Versione 4.0.1 inoltre risolve 23 bachi della 4.0, inoltre sono state aggiunte due ulteriori sicurezze fra cui una miglior validazione dei dati EXIF estratti dalle fotografie caricate. Segnalato da Chris Andrè Dale.

Apprezziamo sempre la responsabilità nella rivelazione di questi problemi fatta direttamente al nostro security team. Per ulteriori informazioni è possibili leggere le note di release o consultare l’elenco delle modifiche.

Sul problema delle stringhe non tradotte

In alcuni momenti, durante le fasi di aggiornamento automatico, alcuni utenti potrebbero aver riscontrato che, una volta aggiornato, la bacheca di WordPress presentava voci di menu o testi nelle singole pagine che apparivano ancora in inglese. Il problema nasce da una concomitanza di fattori, fra cui il rilascio della nuova versione, lo stato della piattaforma di traduzione ed una serie di modifiche fatte a tale piattaforma che hanno generato stringhe multiple che non risultavano tradotte o rimanevano in sospeso, errati conteggi nel numero di stringhe da tradurre o tradotte ecc.

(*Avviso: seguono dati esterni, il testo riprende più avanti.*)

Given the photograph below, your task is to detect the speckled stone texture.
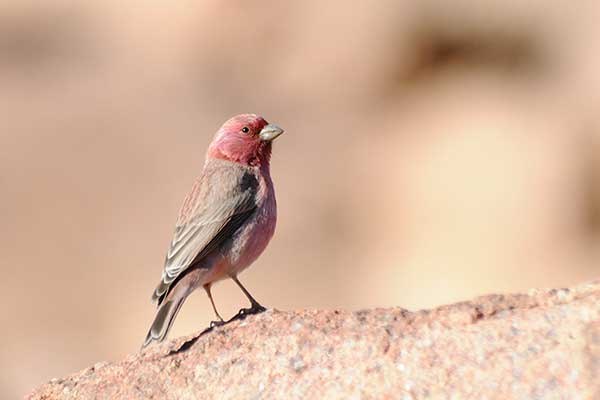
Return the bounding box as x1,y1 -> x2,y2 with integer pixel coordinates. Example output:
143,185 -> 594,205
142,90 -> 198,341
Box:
27,282 -> 600,400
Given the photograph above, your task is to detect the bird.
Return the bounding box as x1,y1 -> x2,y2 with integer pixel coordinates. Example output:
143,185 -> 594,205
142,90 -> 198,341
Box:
142,114 -> 284,348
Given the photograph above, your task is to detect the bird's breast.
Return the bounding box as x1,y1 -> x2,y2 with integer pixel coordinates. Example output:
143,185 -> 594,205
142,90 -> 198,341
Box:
228,173 -> 277,274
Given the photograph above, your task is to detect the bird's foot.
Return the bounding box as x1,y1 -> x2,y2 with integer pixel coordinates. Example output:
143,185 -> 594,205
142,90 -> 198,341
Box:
209,319 -> 227,329
234,303 -> 267,319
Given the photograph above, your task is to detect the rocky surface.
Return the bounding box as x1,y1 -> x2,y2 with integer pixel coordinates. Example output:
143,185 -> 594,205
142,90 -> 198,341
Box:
28,283 -> 600,399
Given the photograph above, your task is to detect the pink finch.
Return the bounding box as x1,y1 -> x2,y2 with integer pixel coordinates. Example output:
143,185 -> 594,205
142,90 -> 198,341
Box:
144,114 -> 283,347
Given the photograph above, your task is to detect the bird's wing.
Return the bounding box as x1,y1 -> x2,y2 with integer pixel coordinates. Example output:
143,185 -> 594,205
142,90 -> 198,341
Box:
152,166 -> 258,303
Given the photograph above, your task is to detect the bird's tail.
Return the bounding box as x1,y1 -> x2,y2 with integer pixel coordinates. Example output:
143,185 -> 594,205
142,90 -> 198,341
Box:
142,296 -> 185,349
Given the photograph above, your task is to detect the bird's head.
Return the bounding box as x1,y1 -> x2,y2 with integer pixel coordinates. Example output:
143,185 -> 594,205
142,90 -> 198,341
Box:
207,114 -> 283,166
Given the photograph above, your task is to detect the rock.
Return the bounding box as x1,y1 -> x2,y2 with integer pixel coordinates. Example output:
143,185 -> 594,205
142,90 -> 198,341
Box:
28,283 -> 600,399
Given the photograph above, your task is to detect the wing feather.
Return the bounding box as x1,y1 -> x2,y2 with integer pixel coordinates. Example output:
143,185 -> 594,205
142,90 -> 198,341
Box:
152,166 -> 258,304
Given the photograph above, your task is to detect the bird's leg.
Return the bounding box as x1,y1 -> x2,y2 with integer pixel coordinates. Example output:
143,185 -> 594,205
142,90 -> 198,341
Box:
231,276 -> 267,317
204,283 -> 225,328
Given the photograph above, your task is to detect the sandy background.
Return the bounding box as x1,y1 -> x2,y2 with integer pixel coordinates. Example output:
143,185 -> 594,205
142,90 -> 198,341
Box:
0,0 -> 600,398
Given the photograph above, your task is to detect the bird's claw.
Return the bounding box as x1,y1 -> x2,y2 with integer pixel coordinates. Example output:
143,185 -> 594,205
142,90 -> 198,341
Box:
237,304 -> 267,318
209,320 -> 226,329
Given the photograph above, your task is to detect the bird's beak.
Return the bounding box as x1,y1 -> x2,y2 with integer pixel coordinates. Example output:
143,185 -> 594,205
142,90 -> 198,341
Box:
258,124 -> 283,142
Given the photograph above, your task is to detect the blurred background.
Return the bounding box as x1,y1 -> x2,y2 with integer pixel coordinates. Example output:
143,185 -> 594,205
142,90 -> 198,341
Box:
0,0 -> 600,398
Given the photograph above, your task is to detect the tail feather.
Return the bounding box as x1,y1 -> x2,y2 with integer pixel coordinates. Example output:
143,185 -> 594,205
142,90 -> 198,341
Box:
142,297 -> 185,349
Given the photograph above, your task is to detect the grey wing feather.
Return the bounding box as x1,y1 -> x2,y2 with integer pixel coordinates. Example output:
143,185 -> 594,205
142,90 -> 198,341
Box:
152,169 -> 258,303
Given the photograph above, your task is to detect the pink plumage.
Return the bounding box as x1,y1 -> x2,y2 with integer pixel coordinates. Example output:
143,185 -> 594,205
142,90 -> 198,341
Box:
144,114 -> 283,346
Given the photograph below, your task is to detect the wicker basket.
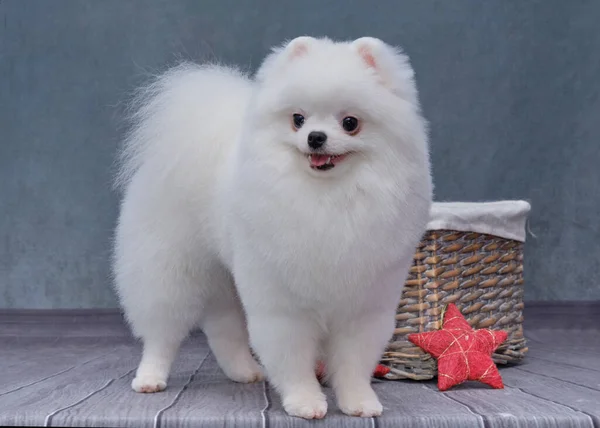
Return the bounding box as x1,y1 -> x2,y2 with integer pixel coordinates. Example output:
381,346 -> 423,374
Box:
381,201 -> 530,380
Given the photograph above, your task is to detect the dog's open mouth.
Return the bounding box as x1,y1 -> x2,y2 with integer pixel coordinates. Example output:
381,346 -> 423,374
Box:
307,153 -> 348,171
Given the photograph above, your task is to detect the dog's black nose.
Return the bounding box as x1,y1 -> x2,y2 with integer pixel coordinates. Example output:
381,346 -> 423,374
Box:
308,131 -> 327,149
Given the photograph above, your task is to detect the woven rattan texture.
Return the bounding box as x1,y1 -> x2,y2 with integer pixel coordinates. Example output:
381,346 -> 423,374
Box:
382,230 -> 527,380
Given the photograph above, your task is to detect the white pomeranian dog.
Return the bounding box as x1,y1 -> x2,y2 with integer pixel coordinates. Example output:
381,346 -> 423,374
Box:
114,37 -> 432,419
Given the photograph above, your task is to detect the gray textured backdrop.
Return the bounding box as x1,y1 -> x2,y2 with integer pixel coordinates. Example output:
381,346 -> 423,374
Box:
0,0 -> 600,308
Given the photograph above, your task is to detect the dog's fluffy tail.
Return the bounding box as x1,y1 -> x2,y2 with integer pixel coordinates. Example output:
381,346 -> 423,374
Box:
113,62 -> 249,190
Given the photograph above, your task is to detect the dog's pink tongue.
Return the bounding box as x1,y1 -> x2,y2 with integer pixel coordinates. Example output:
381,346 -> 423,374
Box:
310,155 -> 329,166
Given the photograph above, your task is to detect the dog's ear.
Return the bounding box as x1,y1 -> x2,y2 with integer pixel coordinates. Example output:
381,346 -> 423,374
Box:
351,37 -> 418,103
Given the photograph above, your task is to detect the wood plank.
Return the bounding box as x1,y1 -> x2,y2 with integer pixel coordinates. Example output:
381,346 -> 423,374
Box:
52,339 -> 210,428
525,345 -> 600,371
515,358 -> 600,392
0,345 -> 139,426
502,364 -> 600,427
431,368 -> 594,428
258,381 -> 483,428
525,329 -> 600,350
375,381 -> 484,428
155,354 -> 265,428
0,340 -> 123,396
0,320 -> 131,338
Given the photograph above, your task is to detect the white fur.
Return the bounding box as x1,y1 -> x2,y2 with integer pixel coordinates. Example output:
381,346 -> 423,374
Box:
114,37 -> 432,419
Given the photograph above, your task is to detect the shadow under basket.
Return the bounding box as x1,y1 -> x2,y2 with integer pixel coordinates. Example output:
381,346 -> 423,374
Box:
381,201 -> 530,380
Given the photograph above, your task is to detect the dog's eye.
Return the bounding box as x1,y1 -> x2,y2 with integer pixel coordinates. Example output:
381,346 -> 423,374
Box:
292,113 -> 304,129
342,116 -> 358,134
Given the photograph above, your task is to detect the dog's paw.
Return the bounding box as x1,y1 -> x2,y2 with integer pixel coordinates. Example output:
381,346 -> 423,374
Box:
283,392 -> 327,419
131,375 -> 167,394
338,390 -> 383,418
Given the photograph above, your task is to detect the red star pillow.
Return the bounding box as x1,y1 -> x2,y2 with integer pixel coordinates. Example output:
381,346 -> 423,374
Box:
408,304 -> 508,391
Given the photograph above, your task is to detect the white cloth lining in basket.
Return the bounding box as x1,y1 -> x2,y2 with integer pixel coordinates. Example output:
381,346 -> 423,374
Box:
427,201 -> 531,242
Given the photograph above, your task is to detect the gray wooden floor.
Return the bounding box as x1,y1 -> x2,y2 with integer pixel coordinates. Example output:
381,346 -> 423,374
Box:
0,305 -> 600,428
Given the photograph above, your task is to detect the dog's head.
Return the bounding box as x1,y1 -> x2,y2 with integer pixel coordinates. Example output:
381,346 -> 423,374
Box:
248,37 -> 427,177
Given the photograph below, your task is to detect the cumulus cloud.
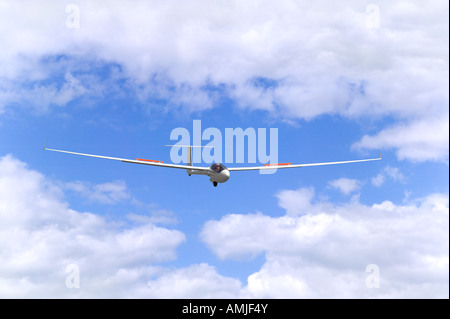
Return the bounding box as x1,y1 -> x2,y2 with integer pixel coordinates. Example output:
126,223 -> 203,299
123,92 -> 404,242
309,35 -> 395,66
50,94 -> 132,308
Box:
371,166 -> 405,187
0,0 -> 449,161
353,117 -> 449,162
201,186 -> 449,298
64,181 -> 131,205
0,156 -> 185,298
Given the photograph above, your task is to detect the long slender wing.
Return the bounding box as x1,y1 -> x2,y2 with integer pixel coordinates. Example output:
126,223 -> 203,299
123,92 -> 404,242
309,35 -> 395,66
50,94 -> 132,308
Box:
228,156 -> 381,171
44,146 -> 209,171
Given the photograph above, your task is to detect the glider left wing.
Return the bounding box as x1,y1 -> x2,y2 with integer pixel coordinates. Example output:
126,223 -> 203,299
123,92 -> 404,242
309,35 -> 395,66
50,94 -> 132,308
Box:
44,146 -> 209,171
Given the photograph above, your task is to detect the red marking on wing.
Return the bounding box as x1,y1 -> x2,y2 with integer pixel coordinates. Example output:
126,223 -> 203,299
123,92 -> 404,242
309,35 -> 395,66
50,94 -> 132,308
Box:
264,163 -> 292,166
136,158 -> 164,163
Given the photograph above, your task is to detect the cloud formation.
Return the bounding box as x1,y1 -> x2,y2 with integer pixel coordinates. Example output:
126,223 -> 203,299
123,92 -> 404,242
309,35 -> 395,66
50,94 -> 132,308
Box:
0,0 -> 449,161
201,189 -> 449,298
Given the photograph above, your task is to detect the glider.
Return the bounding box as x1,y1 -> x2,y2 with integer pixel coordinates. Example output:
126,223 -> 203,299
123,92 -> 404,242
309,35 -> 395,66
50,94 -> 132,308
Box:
44,145 -> 381,186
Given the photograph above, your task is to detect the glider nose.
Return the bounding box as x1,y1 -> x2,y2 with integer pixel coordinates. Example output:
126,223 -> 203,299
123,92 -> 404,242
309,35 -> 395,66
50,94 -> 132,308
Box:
220,169 -> 230,183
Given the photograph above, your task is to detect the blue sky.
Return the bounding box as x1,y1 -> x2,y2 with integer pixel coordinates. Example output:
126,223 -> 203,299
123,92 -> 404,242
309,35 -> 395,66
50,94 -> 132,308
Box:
0,1 -> 449,298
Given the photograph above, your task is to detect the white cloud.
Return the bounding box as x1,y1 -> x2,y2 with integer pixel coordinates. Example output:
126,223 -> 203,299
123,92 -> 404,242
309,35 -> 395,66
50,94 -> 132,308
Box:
201,186 -> 449,298
0,0 -> 449,161
353,117 -> 449,162
328,177 -> 362,195
371,166 -> 405,187
276,188 -> 314,215
64,181 -> 131,205
0,156 -> 185,297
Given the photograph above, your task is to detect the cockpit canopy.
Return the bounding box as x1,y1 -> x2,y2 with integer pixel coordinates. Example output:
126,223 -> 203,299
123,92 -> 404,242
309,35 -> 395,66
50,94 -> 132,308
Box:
209,163 -> 227,173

Molti team di traduzione appena allertati del problema hanno segnalato la cosa, sono occorse alcune ore di lavoro agli sviluppatori di GlotPress (la piattaforma di traduzione) per individuare il problema, risolverlo e quindi scrivere il codice per fare pulizia dei dati generati erroneamente. Alla fine di tutto questo lavoro i team locali, fra cui noi, hanno rigenerato il pacchetto WordPress che, a questo punto, ha preso un pacchetto di lingua corretto.

Da quel momento tutti gli aggiornamenti automatici ancora in corso (si tratta di una procedura che avviene solo fra le 19 e le 7 del mattino ora del server e che viene scaglionata un po’ alla volta) e gli aggiornamenti manuali hanno ricevuto un pacchetto di lingua corretto e senza problemi, è stata inoltre generata una coda di aggiornamento automatico per il solo pacchetto della lingua, per sistemare quanti tramite update automatico avessero avuto pacchetti corrotti.

In questo momento nessuno dovrebbe avere una bacheca WordPress non tradotta correttamente, nel caso ciò si verificasse potete forzare il riaggiornamento manuale dalla schermata di aggiornamenti di WordPress oppure scaricare dal nostro sito il pacchetto di lingua scompattarlo e sovrascriverlo al contenuto della directory wp-content/languages.

Come sempre per ogni problema o richieste occorre fare riferimento SOLO al nostro forum e non fare richieste di aiuto nei commenti qua sotto, tali richieste verranno cancellate o ignorate.